I'm miles from France

I found a whole stack of old family photographs. Who are they, where did they come from, where did I come from? This blog tells the story of my family and hopes to answer the age old question: Where did I come from?

1820 Settlers to the Cape - Wakeford

The party embarked in the Chapman transport at Deptford, in company with a small party led by John Carlisle - a last minute arrangement resulting from the reduction in size of Bailie’s party which was to have occupied the whole ship.
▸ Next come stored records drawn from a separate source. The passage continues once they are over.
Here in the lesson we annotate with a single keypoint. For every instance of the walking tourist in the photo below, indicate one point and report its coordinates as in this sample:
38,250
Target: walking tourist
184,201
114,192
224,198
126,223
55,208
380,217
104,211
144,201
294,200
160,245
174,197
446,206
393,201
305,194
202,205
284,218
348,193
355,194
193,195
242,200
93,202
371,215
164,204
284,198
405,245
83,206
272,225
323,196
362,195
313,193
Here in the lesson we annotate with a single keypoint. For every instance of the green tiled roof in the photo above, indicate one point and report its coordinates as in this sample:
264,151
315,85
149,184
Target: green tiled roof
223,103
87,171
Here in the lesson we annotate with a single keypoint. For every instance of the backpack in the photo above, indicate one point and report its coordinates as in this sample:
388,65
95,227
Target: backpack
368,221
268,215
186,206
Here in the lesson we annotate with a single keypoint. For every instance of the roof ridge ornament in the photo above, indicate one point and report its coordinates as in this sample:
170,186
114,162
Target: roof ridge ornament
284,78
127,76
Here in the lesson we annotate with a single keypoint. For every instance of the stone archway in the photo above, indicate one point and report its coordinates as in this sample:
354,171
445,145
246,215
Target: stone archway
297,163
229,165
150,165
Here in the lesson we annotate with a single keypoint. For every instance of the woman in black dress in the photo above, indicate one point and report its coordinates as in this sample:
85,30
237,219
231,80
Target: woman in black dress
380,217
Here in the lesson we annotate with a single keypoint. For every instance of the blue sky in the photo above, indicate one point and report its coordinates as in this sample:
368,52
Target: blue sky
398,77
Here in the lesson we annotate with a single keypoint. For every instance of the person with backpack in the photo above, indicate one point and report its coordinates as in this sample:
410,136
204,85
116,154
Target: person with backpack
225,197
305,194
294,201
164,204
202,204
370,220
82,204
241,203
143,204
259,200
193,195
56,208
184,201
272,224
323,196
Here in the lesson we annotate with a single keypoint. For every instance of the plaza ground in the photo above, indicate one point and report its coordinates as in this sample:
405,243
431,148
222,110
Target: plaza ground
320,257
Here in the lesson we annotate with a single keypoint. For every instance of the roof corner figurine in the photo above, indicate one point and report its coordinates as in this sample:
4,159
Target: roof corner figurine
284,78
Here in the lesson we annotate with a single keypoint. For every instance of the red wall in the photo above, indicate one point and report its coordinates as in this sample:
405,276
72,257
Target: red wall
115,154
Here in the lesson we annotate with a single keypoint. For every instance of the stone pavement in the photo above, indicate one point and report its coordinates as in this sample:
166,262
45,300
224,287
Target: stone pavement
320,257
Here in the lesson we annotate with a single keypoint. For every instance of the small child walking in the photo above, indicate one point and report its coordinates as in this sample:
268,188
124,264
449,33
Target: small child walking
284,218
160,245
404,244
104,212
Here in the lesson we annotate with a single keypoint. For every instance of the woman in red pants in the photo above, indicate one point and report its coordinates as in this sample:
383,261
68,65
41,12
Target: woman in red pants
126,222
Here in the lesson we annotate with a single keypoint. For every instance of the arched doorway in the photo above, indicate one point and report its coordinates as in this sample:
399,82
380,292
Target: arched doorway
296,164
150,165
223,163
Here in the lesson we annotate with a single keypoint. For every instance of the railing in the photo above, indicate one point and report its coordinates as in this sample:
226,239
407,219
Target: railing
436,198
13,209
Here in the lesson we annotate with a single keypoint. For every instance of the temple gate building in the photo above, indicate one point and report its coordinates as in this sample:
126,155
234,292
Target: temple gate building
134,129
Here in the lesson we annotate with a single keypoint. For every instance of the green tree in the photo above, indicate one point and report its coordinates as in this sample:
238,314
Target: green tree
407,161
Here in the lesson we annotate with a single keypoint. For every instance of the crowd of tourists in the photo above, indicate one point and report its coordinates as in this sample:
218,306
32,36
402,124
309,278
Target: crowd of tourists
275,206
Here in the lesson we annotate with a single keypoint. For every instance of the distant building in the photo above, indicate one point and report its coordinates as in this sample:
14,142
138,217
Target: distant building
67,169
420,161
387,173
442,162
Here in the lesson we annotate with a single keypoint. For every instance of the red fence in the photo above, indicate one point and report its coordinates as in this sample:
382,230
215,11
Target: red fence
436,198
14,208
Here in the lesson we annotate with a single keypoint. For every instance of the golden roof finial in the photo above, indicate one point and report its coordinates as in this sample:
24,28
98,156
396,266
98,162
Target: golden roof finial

Patrick Bagley, a veteran soldier and shoemaker, missed the Chapman’s sailing and was permitted to join Willson’s party on La Belle Alliance instead. The Chapman sailed from Gravesend on 3 December 1819, and on 9 December dropped her pilot, as well as several seasick settlers, at the Downs.

Six babies were born at sea, and an epidemic of whooping-cough on board resulted in the deaths of five children under the age of 2 and one 5-year-old boy. The Chapman anchored in Table Bay on 17 March 1820, and was placed under quarantine; however, Sarah Reed was allowed to go on shore to marry the Chapman’s Captain, John Milbank. A printing press belonging to Edward Roberts, Thomas Stringfellow and Robert Godlonton was confiscated by the authorities.

The Chapman was the first of the settler ships to anchor in Algoa Bay on 10 April 1820. William Low, one of Bailie’s servants, did not land with the other settlers but remained on the ship as a sailor. Another servant, Christopher Franz, and Daniel Hockly, WD Cowper and John Leonard were offered employment while at Algoa Bay and permitted to leave the party. The remainder of the party was escorted by the Landdrost of Uitenhage, Colonel Cuyler, to its location at the mouth of the Great Fish River. Sixty-four one-acre lots were measured for a village which was named Cuyler Town (later Cuylerville). Bailie received a separate grant of land (The Hope) as did Simon Biddulph (Birbury).

In the confined quarters of an emigrant ship during their four months at sea, friction had developed among the settlers and Bailie’s authoritarian attitude had created resentment. Soon after locating, permission was given for the party to subdivide into five smaller groups under Bailie, TP Adams, George Anderson, James Ford and Thomas Wakeford.

WAKEFORD, Thomas 34. Gardener. W Mary 36. c Thomas 13.
WAKEFORD, William 12 (in the care of Thomas Wakeford).